Susana replia les jambes sur le tapis. Elle venait d’allumer un joint.
— Pour résumer, dit-elle : tout au long de l’histoire, des êtres mystérieux, qui revêtent la forme de belles femmes…
— Ou d’hommes séduisants, nuança César, de vieillards ou d’enfants… Ils peuvent revêtir n’importe quelle apparence, être n’importe qui…
— … inspirent les poètes. Très bien. Et pourquoi ? Quel intérêt ont-elles à agir ainsi ?
— C’est le nœud gordien. Le grand secret. Songez que la légende des Muses vient d’elles : des déesses qui donnaient aux artistes le halo créatif nécessaire… Mais… pourquoi ? Le sourire de César s’étendit au reste de son visage.

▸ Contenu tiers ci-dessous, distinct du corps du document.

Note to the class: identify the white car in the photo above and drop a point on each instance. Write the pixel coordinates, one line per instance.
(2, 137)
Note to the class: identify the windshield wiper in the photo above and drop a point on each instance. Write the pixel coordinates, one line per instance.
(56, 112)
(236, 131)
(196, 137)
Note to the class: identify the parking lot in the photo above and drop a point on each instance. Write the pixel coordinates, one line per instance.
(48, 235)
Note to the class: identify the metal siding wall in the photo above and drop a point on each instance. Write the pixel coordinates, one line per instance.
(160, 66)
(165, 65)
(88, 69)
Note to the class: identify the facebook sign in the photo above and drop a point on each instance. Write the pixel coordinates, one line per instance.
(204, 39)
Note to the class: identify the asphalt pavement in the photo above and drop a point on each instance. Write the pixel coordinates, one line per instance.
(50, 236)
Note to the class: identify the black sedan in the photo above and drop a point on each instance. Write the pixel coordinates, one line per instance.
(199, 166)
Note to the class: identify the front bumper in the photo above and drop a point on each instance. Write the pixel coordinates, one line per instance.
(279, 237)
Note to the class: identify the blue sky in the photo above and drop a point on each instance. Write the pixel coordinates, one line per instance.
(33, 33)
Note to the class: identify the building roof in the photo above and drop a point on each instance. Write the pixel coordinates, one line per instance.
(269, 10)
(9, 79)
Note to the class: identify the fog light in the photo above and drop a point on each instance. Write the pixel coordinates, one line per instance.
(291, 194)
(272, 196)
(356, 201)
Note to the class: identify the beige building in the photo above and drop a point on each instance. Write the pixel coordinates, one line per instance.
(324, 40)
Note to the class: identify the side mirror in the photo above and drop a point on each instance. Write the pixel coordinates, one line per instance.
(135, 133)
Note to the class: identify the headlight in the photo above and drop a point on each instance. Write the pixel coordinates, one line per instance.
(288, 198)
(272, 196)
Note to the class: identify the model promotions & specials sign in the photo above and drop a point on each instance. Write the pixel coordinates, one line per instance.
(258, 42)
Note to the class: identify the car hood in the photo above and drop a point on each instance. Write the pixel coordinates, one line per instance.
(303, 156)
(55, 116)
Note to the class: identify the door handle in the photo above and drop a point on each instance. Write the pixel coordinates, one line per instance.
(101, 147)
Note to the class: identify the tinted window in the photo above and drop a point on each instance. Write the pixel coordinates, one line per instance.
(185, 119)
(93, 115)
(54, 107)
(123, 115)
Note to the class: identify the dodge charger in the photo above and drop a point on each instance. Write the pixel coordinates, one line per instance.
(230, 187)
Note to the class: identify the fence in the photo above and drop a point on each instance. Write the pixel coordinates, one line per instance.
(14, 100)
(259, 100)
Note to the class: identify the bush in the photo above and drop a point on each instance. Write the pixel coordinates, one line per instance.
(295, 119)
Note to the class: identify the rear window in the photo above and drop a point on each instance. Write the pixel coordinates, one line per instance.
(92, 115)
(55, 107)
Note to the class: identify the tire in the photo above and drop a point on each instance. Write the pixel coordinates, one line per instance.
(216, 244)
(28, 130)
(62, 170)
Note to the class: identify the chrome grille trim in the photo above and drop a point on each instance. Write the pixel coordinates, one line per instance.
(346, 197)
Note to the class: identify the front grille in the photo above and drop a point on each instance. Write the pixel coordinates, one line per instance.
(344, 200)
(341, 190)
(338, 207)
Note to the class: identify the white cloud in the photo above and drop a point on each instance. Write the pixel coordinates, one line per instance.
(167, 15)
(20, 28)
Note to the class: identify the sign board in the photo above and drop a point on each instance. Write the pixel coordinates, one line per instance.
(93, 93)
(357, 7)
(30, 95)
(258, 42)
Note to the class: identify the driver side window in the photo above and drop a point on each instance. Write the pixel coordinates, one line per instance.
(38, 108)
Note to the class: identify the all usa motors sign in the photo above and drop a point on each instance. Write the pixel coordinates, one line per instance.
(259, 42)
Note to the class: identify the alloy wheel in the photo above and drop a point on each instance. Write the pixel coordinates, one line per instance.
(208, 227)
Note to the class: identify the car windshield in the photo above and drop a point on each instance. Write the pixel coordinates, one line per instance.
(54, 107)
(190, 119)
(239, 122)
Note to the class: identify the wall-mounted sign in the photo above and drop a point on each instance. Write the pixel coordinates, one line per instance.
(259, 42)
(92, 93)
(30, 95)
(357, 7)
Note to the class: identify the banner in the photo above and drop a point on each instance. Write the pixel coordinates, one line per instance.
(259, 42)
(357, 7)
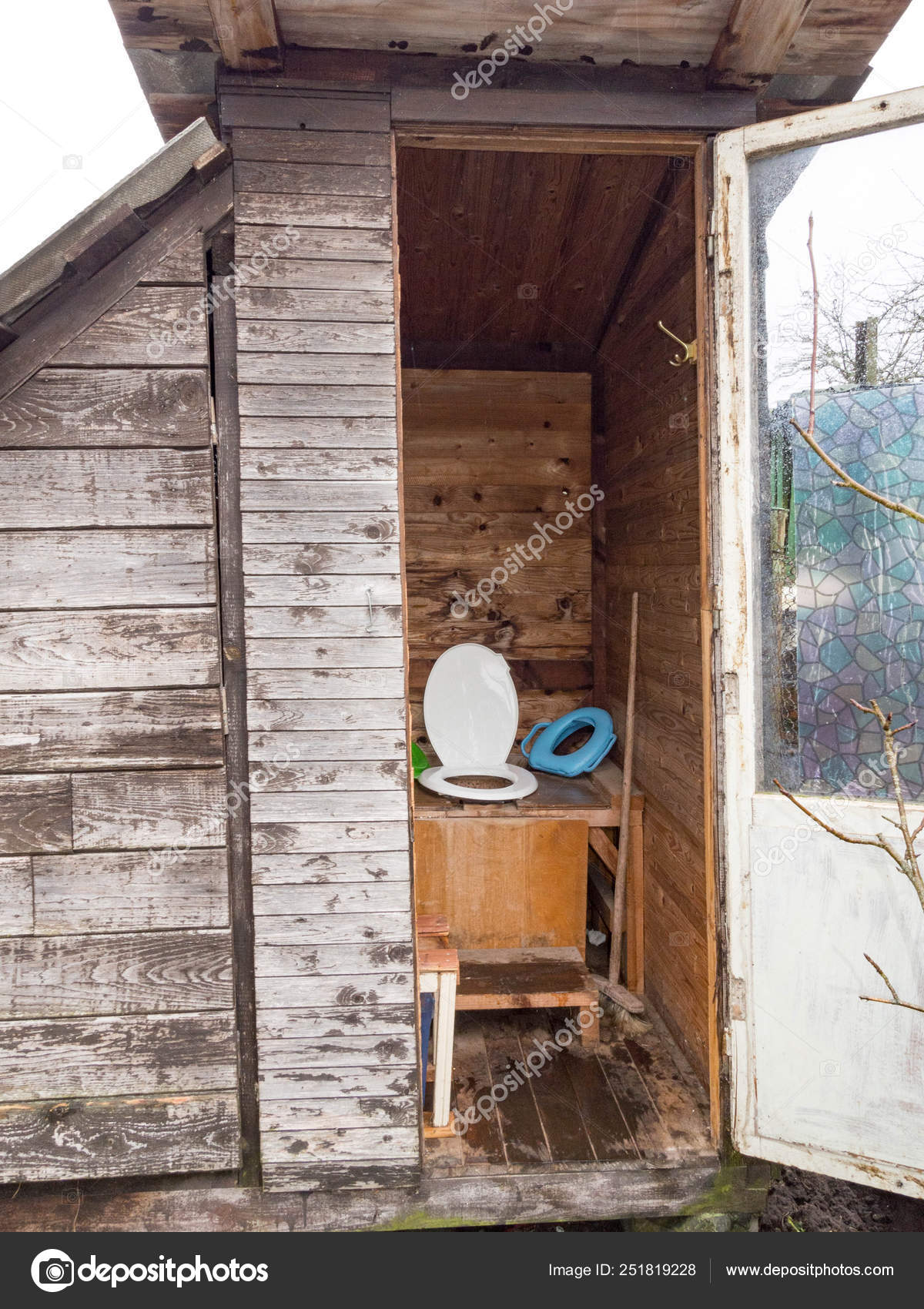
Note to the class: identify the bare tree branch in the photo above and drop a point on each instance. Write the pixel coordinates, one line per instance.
(809, 434)
(893, 993)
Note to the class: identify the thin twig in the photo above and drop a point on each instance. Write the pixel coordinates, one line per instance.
(847, 480)
(809, 435)
(879, 841)
(893, 993)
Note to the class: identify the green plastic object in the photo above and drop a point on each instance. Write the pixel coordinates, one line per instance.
(419, 759)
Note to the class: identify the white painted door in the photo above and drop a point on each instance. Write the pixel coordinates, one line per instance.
(822, 600)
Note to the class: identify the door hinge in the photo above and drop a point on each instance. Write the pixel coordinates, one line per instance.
(731, 693)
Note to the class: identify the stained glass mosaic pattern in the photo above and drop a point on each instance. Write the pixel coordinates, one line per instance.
(860, 584)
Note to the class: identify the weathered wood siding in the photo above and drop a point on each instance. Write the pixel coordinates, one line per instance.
(117, 1013)
(651, 542)
(335, 1003)
(490, 458)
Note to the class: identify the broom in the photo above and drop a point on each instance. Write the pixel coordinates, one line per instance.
(610, 986)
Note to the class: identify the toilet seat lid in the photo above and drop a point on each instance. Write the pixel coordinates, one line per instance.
(470, 707)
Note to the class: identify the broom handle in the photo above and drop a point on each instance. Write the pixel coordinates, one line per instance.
(622, 858)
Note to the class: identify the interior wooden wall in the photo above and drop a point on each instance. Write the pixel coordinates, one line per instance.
(647, 454)
(486, 456)
(118, 1045)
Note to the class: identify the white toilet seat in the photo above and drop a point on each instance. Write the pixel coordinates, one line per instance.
(471, 716)
(523, 783)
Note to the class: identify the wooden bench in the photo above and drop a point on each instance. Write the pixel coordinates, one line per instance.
(531, 979)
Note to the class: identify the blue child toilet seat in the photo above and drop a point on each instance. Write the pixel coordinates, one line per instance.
(544, 758)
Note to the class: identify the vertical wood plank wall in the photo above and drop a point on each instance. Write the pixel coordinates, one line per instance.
(336, 1047)
(487, 456)
(117, 1015)
(649, 448)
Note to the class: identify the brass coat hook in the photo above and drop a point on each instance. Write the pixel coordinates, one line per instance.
(688, 355)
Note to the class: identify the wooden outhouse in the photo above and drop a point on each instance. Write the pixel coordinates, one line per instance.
(397, 296)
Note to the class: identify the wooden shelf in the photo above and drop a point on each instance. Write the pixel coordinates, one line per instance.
(524, 979)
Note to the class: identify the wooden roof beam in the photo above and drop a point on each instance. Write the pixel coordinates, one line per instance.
(248, 33)
(754, 41)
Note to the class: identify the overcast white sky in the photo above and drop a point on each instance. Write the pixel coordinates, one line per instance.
(75, 122)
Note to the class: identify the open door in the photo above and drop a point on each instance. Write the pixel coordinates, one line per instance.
(822, 602)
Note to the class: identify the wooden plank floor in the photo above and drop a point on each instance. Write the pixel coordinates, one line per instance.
(626, 1105)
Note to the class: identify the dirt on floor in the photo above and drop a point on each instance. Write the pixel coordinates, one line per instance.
(805, 1202)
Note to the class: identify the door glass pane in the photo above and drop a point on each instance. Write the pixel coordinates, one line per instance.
(842, 604)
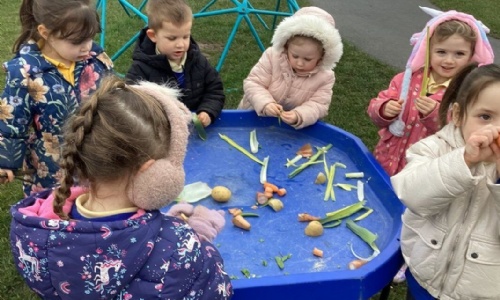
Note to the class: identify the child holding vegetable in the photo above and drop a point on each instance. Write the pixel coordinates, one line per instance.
(407, 111)
(107, 239)
(293, 79)
(451, 188)
(167, 53)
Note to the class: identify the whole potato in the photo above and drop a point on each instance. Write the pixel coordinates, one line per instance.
(221, 194)
(314, 228)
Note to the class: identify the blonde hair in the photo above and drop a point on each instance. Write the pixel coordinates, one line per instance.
(75, 20)
(114, 132)
(451, 27)
(177, 12)
(301, 39)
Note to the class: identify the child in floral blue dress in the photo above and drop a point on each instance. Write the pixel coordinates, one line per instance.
(55, 68)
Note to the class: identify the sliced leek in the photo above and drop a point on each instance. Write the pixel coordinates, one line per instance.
(367, 236)
(241, 149)
(254, 143)
(263, 170)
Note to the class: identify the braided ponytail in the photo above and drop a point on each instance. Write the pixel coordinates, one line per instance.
(112, 134)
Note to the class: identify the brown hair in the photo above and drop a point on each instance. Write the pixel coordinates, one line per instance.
(451, 27)
(177, 12)
(465, 88)
(113, 133)
(75, 20)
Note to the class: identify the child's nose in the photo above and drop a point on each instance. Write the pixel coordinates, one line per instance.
(87, 46)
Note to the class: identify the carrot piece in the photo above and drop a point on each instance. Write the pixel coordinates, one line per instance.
(317, 252)
(281, 192)
(357, 263)
(235, 211)
(262, 197)
(268, 192)
(273, 187)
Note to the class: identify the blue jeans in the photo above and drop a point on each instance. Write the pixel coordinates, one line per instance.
(415, 291)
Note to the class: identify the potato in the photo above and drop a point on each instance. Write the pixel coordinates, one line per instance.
(314, 228)
(221, 194)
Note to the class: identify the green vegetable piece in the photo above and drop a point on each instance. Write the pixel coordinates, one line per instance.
(200, 129)
(279, 261)
(241, 149)
(366, 235)
(343, 212)
(333, 224)
(245, 272)
(311, 161)
(366, 214)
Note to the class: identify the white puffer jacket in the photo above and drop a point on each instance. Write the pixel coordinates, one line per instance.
(451, 227)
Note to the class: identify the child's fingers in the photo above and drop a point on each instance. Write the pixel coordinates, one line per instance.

— Tu as déjà eu l’occasion de le constater, diagnostiqua Susana, les doigts plongés dans ses cheveux. César prit un air ambigu. Tu le sais bien, nom d’un chien ! rit-elle, et elle lui jeta un coussin qui se trouvait par terre.
Ils prennent ça pour un jeu, une de ces orgies domestiques qu’ils organisaient le week-end avec les amis, pensa Rulfo.
Il ne participait pas à l’amusement général. Une teneur grandissante lui glaçait les sangs. Il comprenait cependant ce qui se passait : grâce à cette aventure inédite, César et Susana avaient retrouvé le bon vieux temps et échangeaient des regards complices, des sourires, toute la gamme d’expressions qui constituent le langage privé d’un couple qui se sent à nouveau complice après une période d’éloignement. Il devait les empêcher de s’enfoncer chaque jour davantage dans ce dangereux marécage.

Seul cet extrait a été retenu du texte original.